The company was poised to build a second factory in Malta called Fab 8.2 if product demand continued.
The original chip factory, called Fab 8.0, employs roughly 3,000 people and is currently undergoing a $1 billion-plus expansion of its production capacity. In July the company said preliminary work was being done on the second factory.
The company has declined to discuss further details on the cuts, hiring freeze or impact in Malta.
The company employs approximately 15,000 people around the world.
In late September the company filed a Worker Adjustment and Retraining Notification with the state indicating it had sold its East Fishkill plant, which had employed 1,056 people, to ON Semiconductor Corporation.
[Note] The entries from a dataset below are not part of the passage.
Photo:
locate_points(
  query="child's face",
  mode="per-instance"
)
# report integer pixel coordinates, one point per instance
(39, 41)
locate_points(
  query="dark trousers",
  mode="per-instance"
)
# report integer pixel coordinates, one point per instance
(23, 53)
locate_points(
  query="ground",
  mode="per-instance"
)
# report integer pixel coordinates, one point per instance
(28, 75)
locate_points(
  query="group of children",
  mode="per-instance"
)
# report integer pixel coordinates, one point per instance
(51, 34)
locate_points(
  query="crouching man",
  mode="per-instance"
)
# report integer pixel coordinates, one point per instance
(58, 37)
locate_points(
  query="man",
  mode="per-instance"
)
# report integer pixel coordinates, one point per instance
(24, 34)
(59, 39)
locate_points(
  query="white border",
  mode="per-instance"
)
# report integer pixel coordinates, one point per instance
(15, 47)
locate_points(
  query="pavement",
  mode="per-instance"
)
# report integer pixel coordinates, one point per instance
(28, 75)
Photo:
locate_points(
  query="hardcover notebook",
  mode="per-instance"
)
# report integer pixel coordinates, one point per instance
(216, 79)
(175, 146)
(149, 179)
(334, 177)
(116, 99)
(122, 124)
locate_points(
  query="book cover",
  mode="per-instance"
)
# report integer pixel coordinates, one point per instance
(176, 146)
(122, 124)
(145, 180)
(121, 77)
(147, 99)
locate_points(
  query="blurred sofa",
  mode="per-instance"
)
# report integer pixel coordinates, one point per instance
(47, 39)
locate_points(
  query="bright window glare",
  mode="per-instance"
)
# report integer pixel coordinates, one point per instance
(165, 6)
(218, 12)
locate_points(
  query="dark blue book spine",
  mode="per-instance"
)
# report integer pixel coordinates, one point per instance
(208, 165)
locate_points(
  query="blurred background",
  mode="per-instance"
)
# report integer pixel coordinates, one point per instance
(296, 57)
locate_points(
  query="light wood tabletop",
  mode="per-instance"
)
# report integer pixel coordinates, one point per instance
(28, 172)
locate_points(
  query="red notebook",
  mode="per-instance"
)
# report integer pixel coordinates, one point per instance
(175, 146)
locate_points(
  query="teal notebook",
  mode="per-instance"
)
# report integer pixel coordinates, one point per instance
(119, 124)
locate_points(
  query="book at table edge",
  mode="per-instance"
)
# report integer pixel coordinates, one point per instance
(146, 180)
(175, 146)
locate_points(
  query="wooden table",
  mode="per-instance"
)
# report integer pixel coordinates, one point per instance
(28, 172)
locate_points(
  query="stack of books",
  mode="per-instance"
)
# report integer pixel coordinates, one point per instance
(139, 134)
ON did make offers to employees of the plant, according to the WARN filing.
It is not the first time the company has laid people off. In 2018 the company cut 455 jobs in the Capital Region, with Malta being disproportionately affected.
Saratoga County Chamber of Commerce Executive Director Todd Shimkus said the company isn’t alone in worrying about what the future might hold given the economic climate.
“I am talking to a lot of firms anxious with what will transpire with higher interest rates, rising inflation, and efforts to slow down our economy, so GF is not alone, especially within the semiconductor industry,” he said. “Locally, it’s important to understand that the industry is cyclical and the hope is that whatever slowdown we might face will be short lived.”